Projetos de lei contra desinformação proliferam no Brasil e mundo afora. Isso é bom?

Redes Cordiais
3 min readMay 19, 2020

Mais de 35 propostas para regular as notícias falsas tramitam no Congresso Nacional. A mais recente delas é o PL 1429/2020 de Tabata Amaral e Felipe Rigoni, que pretende instituir a Lei Brasileira de Liberdade, Responsabilidade e Transparência na Internet. O projeto, que prevê a responsabilização das plataformas na disseminação dos conteúdos falsos pelos seus usuários e obriga elas a checarem as notícias falsas, divide opiniões.

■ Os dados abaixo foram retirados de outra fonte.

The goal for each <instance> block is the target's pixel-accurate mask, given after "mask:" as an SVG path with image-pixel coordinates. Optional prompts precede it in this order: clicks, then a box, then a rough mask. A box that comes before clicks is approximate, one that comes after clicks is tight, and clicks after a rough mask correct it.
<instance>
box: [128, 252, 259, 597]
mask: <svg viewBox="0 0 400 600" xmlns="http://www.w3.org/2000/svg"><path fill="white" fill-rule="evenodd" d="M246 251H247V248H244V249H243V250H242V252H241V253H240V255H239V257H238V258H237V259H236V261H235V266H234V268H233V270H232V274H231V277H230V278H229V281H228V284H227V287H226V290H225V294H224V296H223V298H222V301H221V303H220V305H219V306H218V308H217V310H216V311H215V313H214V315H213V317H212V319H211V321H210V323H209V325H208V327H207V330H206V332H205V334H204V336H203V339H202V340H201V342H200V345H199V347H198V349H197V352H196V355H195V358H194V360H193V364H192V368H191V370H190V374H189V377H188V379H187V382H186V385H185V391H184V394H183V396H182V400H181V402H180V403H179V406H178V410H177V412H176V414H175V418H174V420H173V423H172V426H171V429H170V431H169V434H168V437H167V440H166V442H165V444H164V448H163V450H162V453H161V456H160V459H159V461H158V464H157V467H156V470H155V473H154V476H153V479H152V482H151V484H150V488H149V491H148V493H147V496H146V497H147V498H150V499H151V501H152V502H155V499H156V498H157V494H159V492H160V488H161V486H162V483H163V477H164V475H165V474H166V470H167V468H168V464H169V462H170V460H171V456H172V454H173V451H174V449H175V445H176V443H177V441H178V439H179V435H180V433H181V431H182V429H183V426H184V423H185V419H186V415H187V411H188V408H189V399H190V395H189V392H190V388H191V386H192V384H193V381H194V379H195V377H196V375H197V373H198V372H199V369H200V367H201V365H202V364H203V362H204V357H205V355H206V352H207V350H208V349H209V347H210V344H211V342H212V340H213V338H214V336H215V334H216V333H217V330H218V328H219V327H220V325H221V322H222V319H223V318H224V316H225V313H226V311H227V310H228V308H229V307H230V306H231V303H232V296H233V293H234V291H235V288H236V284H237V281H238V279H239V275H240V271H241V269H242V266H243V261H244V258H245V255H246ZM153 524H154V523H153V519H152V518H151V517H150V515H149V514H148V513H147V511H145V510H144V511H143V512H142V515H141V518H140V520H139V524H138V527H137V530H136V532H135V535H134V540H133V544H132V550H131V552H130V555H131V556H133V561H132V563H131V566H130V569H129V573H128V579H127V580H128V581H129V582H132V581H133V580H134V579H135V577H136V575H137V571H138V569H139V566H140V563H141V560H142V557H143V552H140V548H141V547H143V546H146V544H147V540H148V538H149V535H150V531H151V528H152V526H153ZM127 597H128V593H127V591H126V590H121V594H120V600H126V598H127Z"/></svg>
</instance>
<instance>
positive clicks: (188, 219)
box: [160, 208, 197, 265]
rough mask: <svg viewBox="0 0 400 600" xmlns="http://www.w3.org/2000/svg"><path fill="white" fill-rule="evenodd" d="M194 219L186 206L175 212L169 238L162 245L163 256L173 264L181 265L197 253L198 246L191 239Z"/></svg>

E não é apenas no Congresso que o assunto é debatido. Um levantamento do G1 mostrou que em 21 estados brasileiros e no DF tramitam projetos de lei para multar quem divulgar “fake news” durante a pandemia. Em cinco deles, a norma que prevê punição para quem espalha fake news já está valendo. A depender do ente federativo as multas vão de R$ 224 a R$ 25 mil reais para pessoas físicas e chegam até R$ 50 mil para empresas.

A tendência é mundial. Diversos países têm aprovado regras para conter a disseminação da “infodemia”. As notícias falsas se tornaram um problema de saúde pública. Em casos mais extremos elas já chegaram a provocar mortes como a de dezenas de iranianos que fizeram um mau uso do álcool e morreram por intoxicação e o caso do americano que tomou a cloroquina sem indicação médica e faleceu. E daí vem a necessidade de se fazer alguma coisa.

As intenções até podem ser boas, mas será que a legislação é o melhor caminho para combater as notícias falsas? Será que cabe ao Estado e ao Judiciário deveriam decidir os fatos? Para quais tipos de abusos essas leis abrem brechas? Em alguns países, em especial os de governos autoritários, elas têm restringido a liberdade de imprensa e dificultado o trabalho do jornalista de levar informação de qualidade e manter o público seguro.

Na Hungria, por exemplo, a “lei do coronavírus” ampliou os poderes do primeiro-ministro Viktor Orbán. Além de poder governar por decreto por tempo indeterminado, a lei prevê que quem publicar informação falsa sobre a pandemia pode pegar até cinco anos de prisão. A decisão aumentou a insegurança dos jornalistas no país que temem que o governo decida arbitrariamente o que é verdadeiro ou falso.

Na China, o governo também se valeu do estado de emergência e decidiu que o controle da informação é fundamental para o combate da doença. Vale lembrar que o jornalista Chen Qiushi, que viajou em janeiro para Wuhan e reportou a superlotação dos hospitais, está sumido desde o dia 6 de fevereiro. A organização Repórteres Sem Fronteiras apontou que “sem a censura do governo chinês, a imprensa local poderia ter informado o seu público mais cedo sobre a epidemia, salvando milhares de vidas e talvez evitando a atual pandemia”

Até mesmo na Índia, país de tradição democrática, o primeiro-ministro indiano, Narenda Modia, tentou instituir que veículos de comunicação devessem obter permissão do governo antes de publicar qualquer notícia relativa ao coronavírus. A Suprema Corte proibiu a censura prévia, mas determinou que os veículos de comunicação devem ater-se à versão oficial. Ainda assim, jornalistas independentes têm sofrido com assédios constantes.

A desinformação é um fenômeno complexo. Leis que criminalizam a sua propagação podem restringir a liberdade não só da imprensa, mas também do cidadão. Por outro lado, deixar apenas para as plataformas resolverem o que deve ser ou não removido pode levá-las a uma remoção excessiva. Seria terceirizar uma solução que deve ter a participação também dos governos e sociedade civil.

Como apontaram Francisco Brito Cruz e Mariana Valente, diretores do centro de pesquisa sobre direito e internet, InternetLab. Projetos que visam alterar a estrutura da regulação da liberdade de expressão na internet no Brasil não são boas ideias numa situação de exceção, como é o caso da atual pandemia. Acelerar tais iniciativas na queima-roupa da epidemia será vulnerabilizar nossos direitos agora e depois que ela passar.